Vale, es la cifra actual la que nos convoca a hacernos preguntas, a detenernos para mirarla más allá de la mera abstracción, de las limitaciones del lenguaje, que solo nos presentan un “dato”, una niebla, una verdad con cierta triste irrealidad: ¿podemos imaginar a esa multitud de víctimas? ¿Imaginar, al menos, quiénes eran? ¿Sentir empatía por la madre que ruega le devuelvan el cadáver de su hijo, poder reconocerlos entre el siniestro montón de huesos? ¿Compartir la indignación por los actos de los verdugos, por sus decisiones? ¿Entender que, tal vez, seguiría pasando si no los descubren?
¿Que sigue pasando, en otros niveles y rincones?
Tal vez ahora sean otros los muertos, tal vez sean “menos” o más difícil de agruparlos, pero somos demasiados los jueces, sobre todo cuando restamos importancia a las víctimas, por ejemplo, si se nos ocurre que eran “solamente, simplemente” campesinos, habitantes de calle, enfermos mentales ―como muchos de nosotros―; o cuando somos, sin reconocerlo ni creerlo posible, promotores de xenofobia, homofobia, aporofobia, en fin; y de alguna estúpida manera terminamos creyéndonos superiores a otros, sobre todo a las minorías, a lo diferentes. ¡Cómo si lo “normal” existiera”! ¡Vaya trampa!
6402.
No me gusta mucho la idea de empatía y solidaridad que parte del “hoy por ti, mañana por mi” o “esto podría pasarme”, pues la siento un tanto egoísta ―valga la discusión―; sin embargo, recuerdo ahora que, hace unos años ―y a veces actualmente― me daba miedo pasar cerca de algún grupo de policías o militares, pues pensaba que podían encontrar cualquier excusa para detenerme y hasta desaparecerme: desde la barba mal arreglada hasta el hecho de mirarles de frente.
6402
¿Seguiremos notando solo lo que pasa a un metro de distancia, a duras penas? Sin tratar de mirar, al menos de imaginar más allá de nuestras creencias, lo que le pasa al vecino, no solo de barrio, sino de país; ver con compasión e interés fraternal a quien, tal vez, nos incomoda: el que marcha y bloquea las vías, los que hacen un plantón por la vida, quienes gritan por oportunidades e igualdad... o las familias de nuestros 6402, aún buscando justicia, un poco de justicia.

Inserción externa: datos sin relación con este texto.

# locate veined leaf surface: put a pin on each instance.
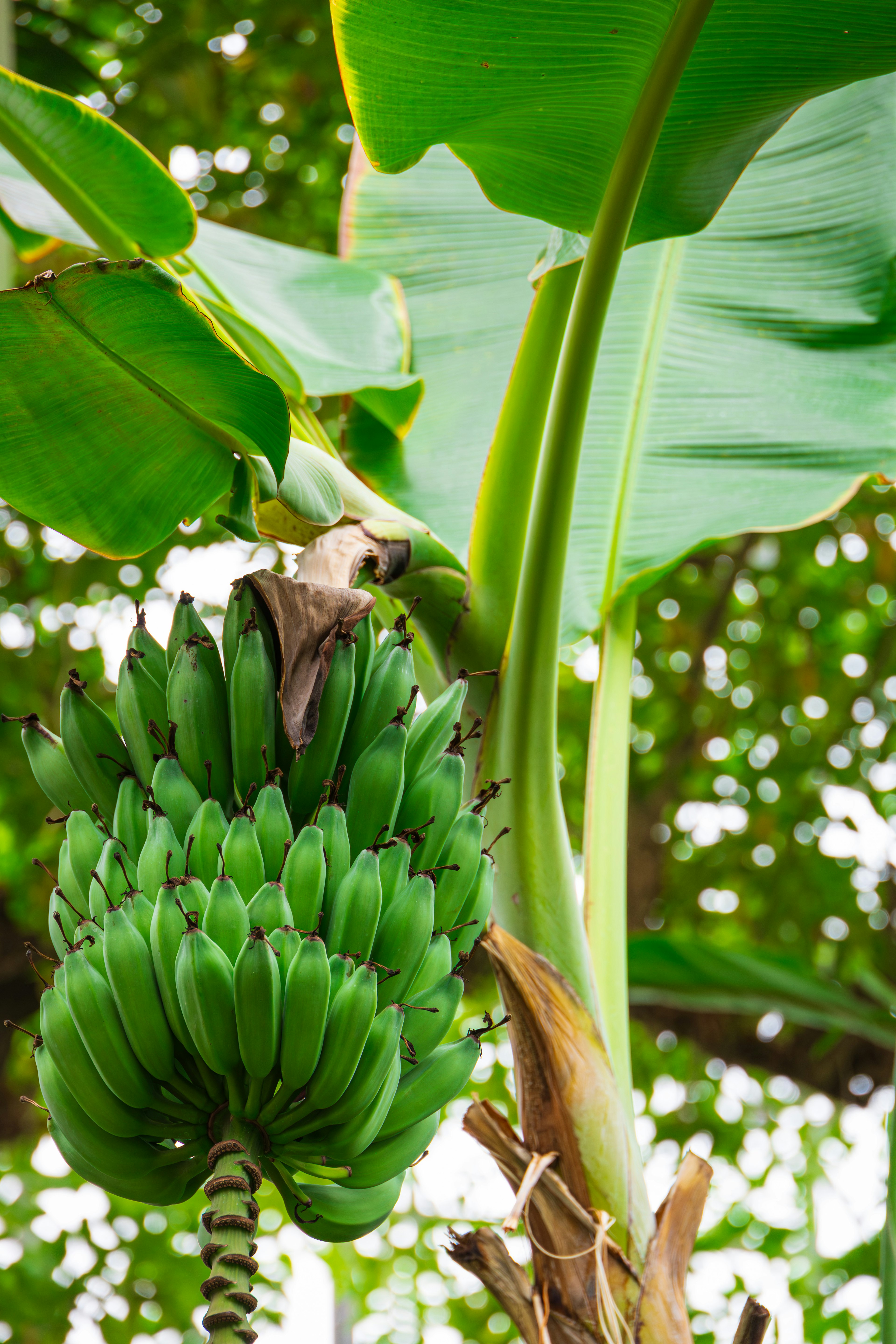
(536, 101)
(746, 378)
(120, 409)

Mirar a esos que no miramos mientras estaban aquí, luchando por sus propios derechos y una mejor sociedad: pienso también en el genocidio de la Unión Patriótica, incontables militantes asesinados por el Estado, por una maquinaria temerosa de la esperanza que representaban; sin que falte quien “justifique” la barbarie en nombre de nebulosos ideales de tranquilidad ―de no me afecta mientras no me entere―; así como en el reciente Estallido Social, cuando algunos celebraban no solo la violencia policial sino también a los civiles armados que salían a “cazarnos”.
Luego, solo cuando ya los perdimos, decir “qué vaina” y pasar la página, sin reconocer lo suficiente su legado, sin ese mínimo gesto de justicia.
Sí, no solo quejarse por el trancón o las demoras debido a los paros o protestas, sino preguntar por sus clamores, recordar que ya antes se han conseguido garantías de derechos gracias a las marchas, a los movimientos sociales... ¡al menos no calificarlos de desocupados o, peor aún, delincuentes, solo por influencia de noticieros tendenciosos! O por una cultura de la inconciencia. Empezar a deconstruir el propio criterio para andar menos dormido y manipulable, para contribuir a que haya menos zonas de sombra donde opere la barbarie, sobre todo la institucional y corporativa.
6402
Seis mil cuatrocientos dos. Sí, también en letras y de corrido, para marcar el tamaño del mil y la cercana fragilidad del dos, para que muchos hagamos el ejercicio de recordar e imaginar, de sentir, como en estas líneas, un poco sinuosas, no lo bastante contundentes.